Mohamad Kabbani, a former graduate student of Rice materials scientist Pulickel Ajayan and lead author of the paper, demonstrated the environmentally friendly, scalable process can be done in minutes by hand by grinding chemically modified graphene into a powder and using a hand-powered press to squeeze the powder into a solid pellet.
Kabbani previously showed how carbon nanotubes could be turned into graphene with a mortar and pestle rather than harsh chemicals. This time, he and his colleagues demonstrated how to make a battery-sized pellet, but the graphene powders with chemical functionalities attached to it can be pressed into any form. Kabbani said the material could be suitable for structural, catalytic, electrochemical and electronic applications.
Researchers at Rice University consolidated functionalized graphene at room temperature by first crushing graphene powder and then pressing it into pellets. Chemically altering the graphene powder with carbon, oxygen and hydrogen provided a way to bind the graphene into a three-dimensional solid under pressure. (Image: Ajayan Research Group/Rice University)

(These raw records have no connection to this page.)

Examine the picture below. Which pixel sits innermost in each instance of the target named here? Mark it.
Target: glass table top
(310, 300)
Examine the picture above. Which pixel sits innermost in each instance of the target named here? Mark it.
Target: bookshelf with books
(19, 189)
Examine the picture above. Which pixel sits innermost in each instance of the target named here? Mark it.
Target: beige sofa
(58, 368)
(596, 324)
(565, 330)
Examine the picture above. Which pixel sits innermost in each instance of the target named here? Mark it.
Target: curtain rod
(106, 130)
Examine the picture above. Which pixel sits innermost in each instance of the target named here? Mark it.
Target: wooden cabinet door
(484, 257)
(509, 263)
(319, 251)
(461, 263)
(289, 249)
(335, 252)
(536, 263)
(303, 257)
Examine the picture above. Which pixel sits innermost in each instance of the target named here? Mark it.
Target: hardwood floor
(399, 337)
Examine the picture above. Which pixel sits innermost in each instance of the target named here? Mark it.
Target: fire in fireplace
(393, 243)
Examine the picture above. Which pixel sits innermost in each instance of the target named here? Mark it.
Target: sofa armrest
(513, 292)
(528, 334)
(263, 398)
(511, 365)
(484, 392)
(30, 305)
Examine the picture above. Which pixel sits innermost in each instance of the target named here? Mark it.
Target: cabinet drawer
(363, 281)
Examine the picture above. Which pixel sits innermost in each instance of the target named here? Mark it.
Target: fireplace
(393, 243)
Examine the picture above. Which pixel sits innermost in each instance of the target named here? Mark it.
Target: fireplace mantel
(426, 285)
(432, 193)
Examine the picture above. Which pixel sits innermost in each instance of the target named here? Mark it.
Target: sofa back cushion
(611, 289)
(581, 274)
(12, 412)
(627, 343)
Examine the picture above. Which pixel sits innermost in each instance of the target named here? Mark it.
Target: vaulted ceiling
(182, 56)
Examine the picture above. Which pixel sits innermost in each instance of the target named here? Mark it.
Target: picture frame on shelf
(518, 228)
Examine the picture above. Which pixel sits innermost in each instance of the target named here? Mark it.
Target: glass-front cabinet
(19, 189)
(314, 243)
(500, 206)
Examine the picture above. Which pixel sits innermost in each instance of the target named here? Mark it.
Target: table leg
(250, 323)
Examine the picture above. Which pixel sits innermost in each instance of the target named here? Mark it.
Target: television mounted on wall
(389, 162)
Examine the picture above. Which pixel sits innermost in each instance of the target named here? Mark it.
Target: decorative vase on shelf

“This is the first time anyone’s made these at room temperature and without very high pressure,” he said. “Usually these kind of materials require sintering (a process that uses pressure or heat to form solids without melting them) at temperatures above 1,000 degrees Celsius to produce strong pellets. In this case, mechano-chemistry at the nanoscale saved us a lot of energy and money.”
The process began with two sets of functionalized nanotubes, one with carboxylic acid and the other with hydroxyl molecules. Once crushed to combine them either by hand or machine, they are placed in a lab-scale hydraulic press and subjected to 5 tons of pressure. The functional groups cross-linked the graphene sheets to each other, and even though no liquids were involved, they produced a tiny amount of water as a byproduct of the reaction, Kabbani said.
The pellets remained stable when placed in hot water for five hours, even when stirred; this confirmed the interlocking of the graphene sheets within, the researchers reported.
Scanning electron microscope images show graphene flakes before compression, at left, with individual flakes outlined, and well-connected graphene sheets after compression at right. Scale bar is 20 nanometers. (Image: Ajayan Research Group)
The combination of light weight, high strength and high conductivity is appealing for applications such as conducting cables and electrodes, Kabbani said. “The pellet material is stronger and lighter than commercial graphite electrodes and could be promising for electrical storage applications with high energy and power densities,” he said.